Background: Vertebral fracture assessment (VFA) images are acquired in dual-energy (DE) or single-energy (SE) scan modes. Automated identification of vertebral compression fractures, from VFA images acquired using GE Healthcare scanners in DE mode, has achieved high accuracy through the use of convolutional neural networks (CNNs). Due to differences between DE and SE images, it is uncertain whether CNNs trained on one scan mode will generalize to the other.
Purpose: To evaluate the ability of CNNs to generalize between GE DE and GE SE VFA scan modes.
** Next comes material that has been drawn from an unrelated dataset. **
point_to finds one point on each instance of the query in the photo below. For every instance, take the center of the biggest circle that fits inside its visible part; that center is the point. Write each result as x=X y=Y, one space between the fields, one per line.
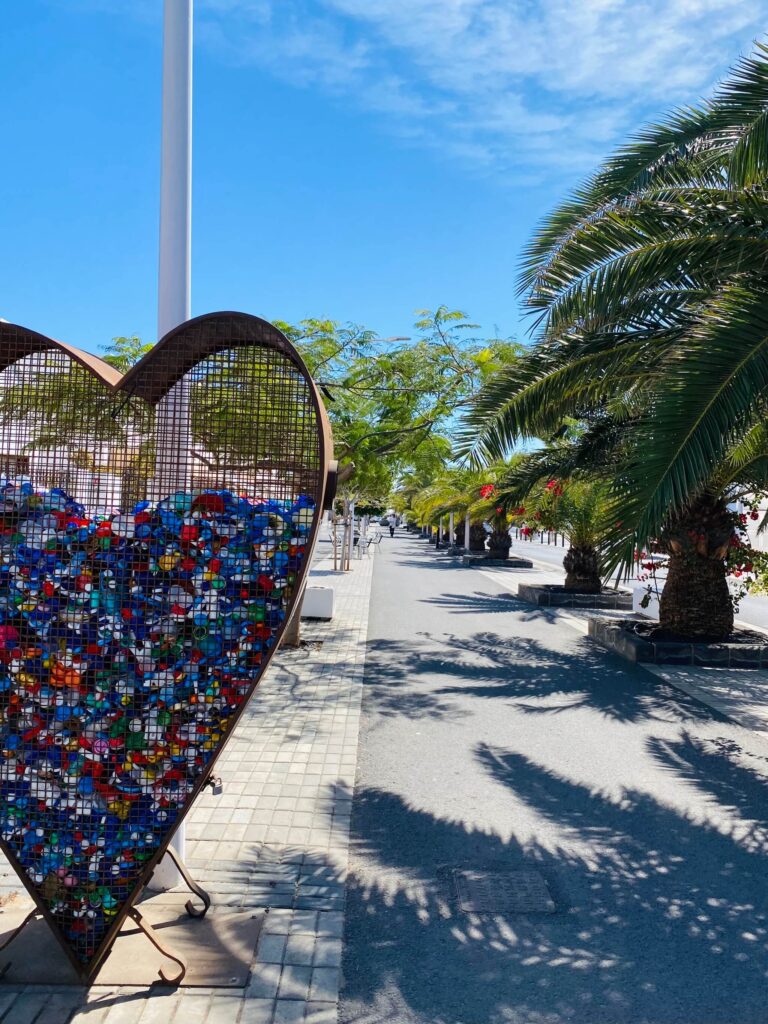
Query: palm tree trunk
x=583 y=569
x=476 y=538
x=695 y=602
Methods: 12,742 GE VFA images from the Manitoba Bone Mineral Density Program, obtained between 2010 and 2017, were exported in both DE and SE modes. VFAs were classified by imaging specialists as fracture present or absent using the modified algorithm-based qualitative (mABQ) method. VFA scans were randomly divided into independent training (60%), validation (10%), and test (30%) sets. Three CNN models were constructed by training separately on DE only, SE only, and a composite dataset comprised of both SE and DE VFAs. All three trained CNN models were separately evaluated against both SE and DE test datasets.
Results: Good performance was seen for CNNs trained and evaluated on the same scan mode. DE scans used for both training and evaluation (DE/DE) achieved 87.9% sensitivity, 87.4% specificity, and an area under the receiver operating characteristic curve (AUC) of 0.94. SE scans used for both training and evaluation (SE/SE) achieved 78.6% sensitivity, 90.6% specificity, AUC = 0.92. Conversely, CNNs performed poorly when evaluated on scan modes that differed from their training sets (AUC = 0.58). However, a composite CNN trained simultaneously on both SE and DE VFAs gave performance comparable to DE/DE (82.4% sensitivity, 94.3% specificity, AUC = 0.95); and provided improved performance over SE/SE (82.2% sensitivity, 92.3% specificity, AUC = 0.94). Positive predictive value was higher with the composite CNN compared with models trained solely on DE (74.5% vs. 58.7%) or SE VFAs (68.6% vs. 62.9%).
Conclusion: CNNs for vertebral fracture identification are highly sensitive to scan mode. Training CNNs on a composite dataset, comprised of both GE DE and GE SE VFAs, allows CNNs to generalize to both scan modes and may facilitate the development of manufacturer-independent machine learning models for vertebral fracture detection.